Does Itan require franchisees to hire an attorney to review the membership agreement?
Itan Franchise · 2025 FDDAnswer from 2025 FDD Document
4. MISCELLANEOUS.
- (a) If either party hires an attorney or files suit against the other party for breach of this Agreement, the losing party must reimburse the prevailing party for its reasonable attorneys' fees and costs.
- (b) This Agreement is governed by the laws of the state in which you reside and the courts in that state have exclusive jurisdiction over any legal proceedings arising out of this Agreement.
- (c) Any claim or defense you may have against us or against Franchisee, regardless of cause or origin, cannot be used as a defense against our enforcement of this Agreement.

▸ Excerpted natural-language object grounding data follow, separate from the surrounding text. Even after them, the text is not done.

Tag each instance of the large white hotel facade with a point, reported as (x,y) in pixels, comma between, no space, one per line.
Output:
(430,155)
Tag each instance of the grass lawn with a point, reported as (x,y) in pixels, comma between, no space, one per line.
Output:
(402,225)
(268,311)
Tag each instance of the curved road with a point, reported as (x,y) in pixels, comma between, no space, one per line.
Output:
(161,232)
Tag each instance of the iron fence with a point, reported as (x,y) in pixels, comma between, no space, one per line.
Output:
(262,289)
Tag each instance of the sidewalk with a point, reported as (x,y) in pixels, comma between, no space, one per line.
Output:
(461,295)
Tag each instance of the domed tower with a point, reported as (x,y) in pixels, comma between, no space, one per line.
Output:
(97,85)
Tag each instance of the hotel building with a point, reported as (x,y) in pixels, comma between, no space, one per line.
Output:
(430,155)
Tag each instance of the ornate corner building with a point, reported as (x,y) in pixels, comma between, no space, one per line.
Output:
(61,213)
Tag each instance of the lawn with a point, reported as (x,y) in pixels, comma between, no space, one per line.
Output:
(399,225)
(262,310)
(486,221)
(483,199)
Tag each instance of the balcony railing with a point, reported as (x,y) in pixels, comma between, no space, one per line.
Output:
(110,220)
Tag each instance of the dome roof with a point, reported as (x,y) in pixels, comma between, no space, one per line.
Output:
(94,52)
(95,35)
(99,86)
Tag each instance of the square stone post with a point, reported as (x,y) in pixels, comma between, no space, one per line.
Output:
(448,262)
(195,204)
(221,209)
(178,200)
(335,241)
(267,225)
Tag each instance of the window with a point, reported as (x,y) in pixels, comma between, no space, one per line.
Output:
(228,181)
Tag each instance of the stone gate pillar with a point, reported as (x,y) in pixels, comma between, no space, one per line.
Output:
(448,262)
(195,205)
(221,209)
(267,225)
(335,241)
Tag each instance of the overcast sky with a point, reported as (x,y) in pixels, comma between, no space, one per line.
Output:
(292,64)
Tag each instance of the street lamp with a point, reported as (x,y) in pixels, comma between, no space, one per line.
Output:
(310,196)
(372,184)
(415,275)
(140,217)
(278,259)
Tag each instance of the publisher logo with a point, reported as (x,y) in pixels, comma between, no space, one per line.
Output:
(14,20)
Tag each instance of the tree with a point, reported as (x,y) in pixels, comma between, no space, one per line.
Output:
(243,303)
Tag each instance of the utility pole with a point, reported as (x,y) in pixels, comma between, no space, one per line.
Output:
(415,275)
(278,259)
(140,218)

- (d) Each section of this Agreement (and portion thereof) is severable. If any section (or portion thereof) is unenforceable, it shall not affect the enforceability of any other section (or portion thereof). A court may revise any provision of this Agreement to the extent necessary to make the provision enforceable.
Source: Item 23 — RECEIPT (FDD pages 44–190)
What This Means (2025 FDD)
Based on the 2025 FDD, Itan does not explicitly require franchisees to hire an attorney to review the franchise agreement. However, the FDD does state that if either Itan or the franchisee hires an attorney or files suit against the other party for breach of the agreement, the losing party must reimburse the prevailing party for its reasonable attorneys' fees and costs. This suggests that while not mandatory, seeking legal counsel is an option available to both parties.
While Itan doesn't mandate legal review, it's generally advisable for prospective franchisees to consult with an attorney before signing any franchise agreement. An attorney can help the franchisee understand the terms and conditions of the agreement, assess the risks and benefits of the franchise opportunity, and negotiate more favorable terms if possible. This is a common practice in franchising, as the franchise agreement is a legally binding document with significant financial and operational implications.
Given the complexity and long-term nature of franchise agreements, franchisees should consider the potential costs of not seeking legal advice upfront, which could include missing unfavorable terms or conditions. While the FDD does not require it, engaging an attorney could provide valuable protection and peace of mind for the franchisee.